Hace pocos días asistí a la representación en Madrid de El lago de los cisnes, según la versión del coreógrafo Matthew Bourne, ¡la de los cisnes varones! Como recordarán, cuando se estrenó en el Sadler’s Wells de Londres, el 9 de noviembre de 1995, este ballet fue un gran éxito, pero también un buen escándalo. Para la sensibilidad de la época, ¿cómo un puñado de hombres iban a representar los cisnes de Chaikovski sin parecer amanerados? ¿Cómo se iban a reconvertir lagos de hadas y nenúfares en escenas de la noche londinense sin hacer el ridículo? Pues lo hicieron y, a pesar de las críticas, fue un exitazo.
Treinta años después, su programación conmemorativa en el Teatro Real también ha sido un éxito rotundo, aunque, como era previsible, nada escandalosa. Es bueno que las instituciones culturales nos recuerden que la innovación artística en los escenarios y los derechos civiles en general no han caído del cielo. Que, hasta conseguir su reconocimiento, se han abierto camino entre críticas e incomprensiones. Tan cierto como que es una buena noticia que en el 2025 la coreografía de Bourne ya no escandalice a nadie. Como se ha podido comprobar en el Real con alguna Madama Butterfly reciente, o como pasó en el Liceu con la famosa Tosca de Rafael Villalobos, en la actualidad los abucheos llegan a los teatros para reprobar incoherencias, ordinarieces o desvirtualizaciones gratuitas, nunca por consideraciones morales.
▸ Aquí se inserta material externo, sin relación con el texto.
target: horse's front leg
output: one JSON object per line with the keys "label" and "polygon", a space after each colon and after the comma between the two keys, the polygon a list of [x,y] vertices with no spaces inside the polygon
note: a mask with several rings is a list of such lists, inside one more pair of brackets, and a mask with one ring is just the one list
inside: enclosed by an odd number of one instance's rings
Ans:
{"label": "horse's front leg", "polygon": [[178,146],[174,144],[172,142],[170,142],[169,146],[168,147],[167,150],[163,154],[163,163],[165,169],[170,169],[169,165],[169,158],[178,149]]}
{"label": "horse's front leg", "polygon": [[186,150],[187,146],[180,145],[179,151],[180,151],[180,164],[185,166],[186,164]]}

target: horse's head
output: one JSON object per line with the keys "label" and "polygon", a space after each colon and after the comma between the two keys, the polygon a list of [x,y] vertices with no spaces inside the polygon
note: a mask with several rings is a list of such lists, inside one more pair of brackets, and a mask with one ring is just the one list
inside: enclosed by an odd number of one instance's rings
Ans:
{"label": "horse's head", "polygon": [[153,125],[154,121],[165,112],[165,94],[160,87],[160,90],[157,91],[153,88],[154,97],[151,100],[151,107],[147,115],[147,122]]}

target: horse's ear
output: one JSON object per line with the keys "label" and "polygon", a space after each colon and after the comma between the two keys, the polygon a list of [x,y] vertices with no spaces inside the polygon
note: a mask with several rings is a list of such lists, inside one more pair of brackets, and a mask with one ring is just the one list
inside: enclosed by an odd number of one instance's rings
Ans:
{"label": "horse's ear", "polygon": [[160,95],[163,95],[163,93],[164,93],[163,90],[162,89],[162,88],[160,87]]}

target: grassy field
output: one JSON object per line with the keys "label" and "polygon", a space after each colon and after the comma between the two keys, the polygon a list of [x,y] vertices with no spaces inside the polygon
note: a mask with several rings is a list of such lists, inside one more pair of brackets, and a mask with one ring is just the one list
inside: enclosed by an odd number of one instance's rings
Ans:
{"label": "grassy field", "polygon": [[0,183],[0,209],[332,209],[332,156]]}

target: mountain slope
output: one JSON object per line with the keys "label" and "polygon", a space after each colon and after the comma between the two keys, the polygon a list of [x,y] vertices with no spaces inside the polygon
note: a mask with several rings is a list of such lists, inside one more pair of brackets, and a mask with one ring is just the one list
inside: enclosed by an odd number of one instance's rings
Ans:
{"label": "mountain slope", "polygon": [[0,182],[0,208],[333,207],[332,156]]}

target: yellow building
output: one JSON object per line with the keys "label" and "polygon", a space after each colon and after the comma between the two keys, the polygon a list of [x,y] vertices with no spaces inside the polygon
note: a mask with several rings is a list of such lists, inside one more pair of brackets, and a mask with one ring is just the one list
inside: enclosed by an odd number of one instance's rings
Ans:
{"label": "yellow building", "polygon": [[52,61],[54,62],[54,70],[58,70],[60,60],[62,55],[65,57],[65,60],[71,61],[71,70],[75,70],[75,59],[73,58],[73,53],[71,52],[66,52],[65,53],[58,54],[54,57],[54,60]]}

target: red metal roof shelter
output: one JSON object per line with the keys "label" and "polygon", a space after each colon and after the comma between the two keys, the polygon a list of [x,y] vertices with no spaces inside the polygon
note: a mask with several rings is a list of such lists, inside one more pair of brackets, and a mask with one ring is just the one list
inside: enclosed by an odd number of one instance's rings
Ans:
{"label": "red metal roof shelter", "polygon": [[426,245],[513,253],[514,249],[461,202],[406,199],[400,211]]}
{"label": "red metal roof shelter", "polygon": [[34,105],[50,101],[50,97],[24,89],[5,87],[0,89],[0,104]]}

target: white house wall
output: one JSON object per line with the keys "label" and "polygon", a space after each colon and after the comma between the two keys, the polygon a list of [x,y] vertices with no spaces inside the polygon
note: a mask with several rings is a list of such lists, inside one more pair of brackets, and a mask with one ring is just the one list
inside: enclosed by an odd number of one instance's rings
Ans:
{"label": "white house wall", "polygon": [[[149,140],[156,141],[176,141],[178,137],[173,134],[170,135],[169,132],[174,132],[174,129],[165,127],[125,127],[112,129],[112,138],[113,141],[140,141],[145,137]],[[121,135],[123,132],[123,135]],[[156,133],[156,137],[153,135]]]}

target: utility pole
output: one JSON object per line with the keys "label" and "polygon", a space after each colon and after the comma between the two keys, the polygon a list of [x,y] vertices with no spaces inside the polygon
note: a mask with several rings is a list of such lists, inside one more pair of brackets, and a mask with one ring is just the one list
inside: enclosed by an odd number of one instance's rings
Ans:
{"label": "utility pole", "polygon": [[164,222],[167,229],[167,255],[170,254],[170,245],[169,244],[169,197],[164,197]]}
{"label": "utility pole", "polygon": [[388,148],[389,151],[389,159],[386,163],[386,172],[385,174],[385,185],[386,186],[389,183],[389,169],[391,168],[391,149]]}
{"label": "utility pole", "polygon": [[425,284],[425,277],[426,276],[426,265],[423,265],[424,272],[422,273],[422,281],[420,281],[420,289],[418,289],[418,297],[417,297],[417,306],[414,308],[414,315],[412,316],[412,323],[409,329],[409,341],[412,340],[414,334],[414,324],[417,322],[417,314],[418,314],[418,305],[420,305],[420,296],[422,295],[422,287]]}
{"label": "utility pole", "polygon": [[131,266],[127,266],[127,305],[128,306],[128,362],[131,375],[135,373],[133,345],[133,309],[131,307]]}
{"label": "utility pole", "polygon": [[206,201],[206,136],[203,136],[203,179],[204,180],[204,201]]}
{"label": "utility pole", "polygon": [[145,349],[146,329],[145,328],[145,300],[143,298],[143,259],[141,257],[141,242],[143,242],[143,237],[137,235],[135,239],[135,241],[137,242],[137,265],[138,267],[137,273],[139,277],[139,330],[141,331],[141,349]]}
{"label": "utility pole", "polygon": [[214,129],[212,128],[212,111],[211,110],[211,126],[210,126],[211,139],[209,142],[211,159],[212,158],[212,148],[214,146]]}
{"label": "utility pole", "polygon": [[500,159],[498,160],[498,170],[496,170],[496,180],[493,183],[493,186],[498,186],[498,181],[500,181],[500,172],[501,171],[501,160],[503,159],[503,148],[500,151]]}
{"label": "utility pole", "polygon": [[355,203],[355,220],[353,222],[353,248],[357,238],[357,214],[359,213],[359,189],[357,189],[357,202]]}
¿Esto supone que nos hemos quedado sin principios? ¿Que ya todo nos da igual? Que las causas que movilizaron a nuestros padres hayan sido asumidas transversalmente y no escandalicen a nadie no significa que en el mundo de hoy no existan muchos y nuevos desafíos por los que merezca la pena comprometerse, o que podamos vivir indiferentes. Porque nada de lo conseguido es para siempre y porque en nuestra dimensión necesariamente humana y limitada siempre habrá circunstancias que pueden ser mejoradas o incluso que con el paso del tiempo corran el riesgo de empeorar si no estamos dispuestos a cuidar de ellas.
Es lo que ocurre con la democracia. Según el último informe del Institut de Ciències Polítiques (ICPS), publicado en noviembre, el aumento de la indiferencia en cuanto a la democracia se ha disparado, especialmente entre los jóvenes. Por lo que parece, el vínculo entre democracia y progreso se ha quebrado porque nuestros jóvenes –y nuestros mayores– evalúan la democracia con criterios de utilidad y esta, al menos desde la recesión del 2006, en lo que se refiere a las cosas básicas deja mucho que desear.
Izquierda y derecha han de afrontar los problemas de la gente, sin librar guerras culturales pasadas
Por eso la izquierda y la derecha se equivocan si en vez de afrontar los problemas materiales y objetivos de la gente siguen enzarzándose en trasnochadas guerras culturales que, o porque fueron pasajeras o porque ya forman parte del patrimonio cultural y moral de todos, hoy no movilizan a nadie. En un teatro civilizado, en el 2025, que un cisne sea negro, varón o incluso musulmán no es noticia. Como tampoco lo es si el mismísimo Cervantes fue gay o un bergante impenitente. Lo que sí nos desasosiega es que los gobiernos nos mientan, que los hijos de nuestros vecinos no lleguen a fin de mes, que sus nietos no puedan emanciparse o que los políticos conviertan semanalmente el Parlamento en un circo.
No somos insensibles a las banderas de las generaciones que nos precedieron. Simplemente somos conscientes de que, hoy por hoy, la batalla que hay que librar tiene que ver con la reconciliación entre la democracia y las esperanzas de la gente. Sin necesidad de recuperar antiguas identidades tribales, familiares, nacionales ni religiosas, urge recuperar razones que nos convenzan de que hay causas colectivas por las que merece la pena sacrificarse, incluso pagar impuestos y quién sabe si restablecer el servicio militar obligatorio.
Lo escribió Voltaire y tenía razón: la historia no se repite, pero los hombres sí. Por eso en el 2025 nos resulta indiferente el color, el género o la identidad sexual del Cisne de Chaikovski, pero nos sigue conmoviendo su soledad, lo despiadado de su entorno y su fuerza de voluntad para sobreponerse a las dificultades. Será que, como nos ha recordado el Teatro Real con los aplausos de su público, la única causa que nos sigue interpelando es simplemente… ¡la humana!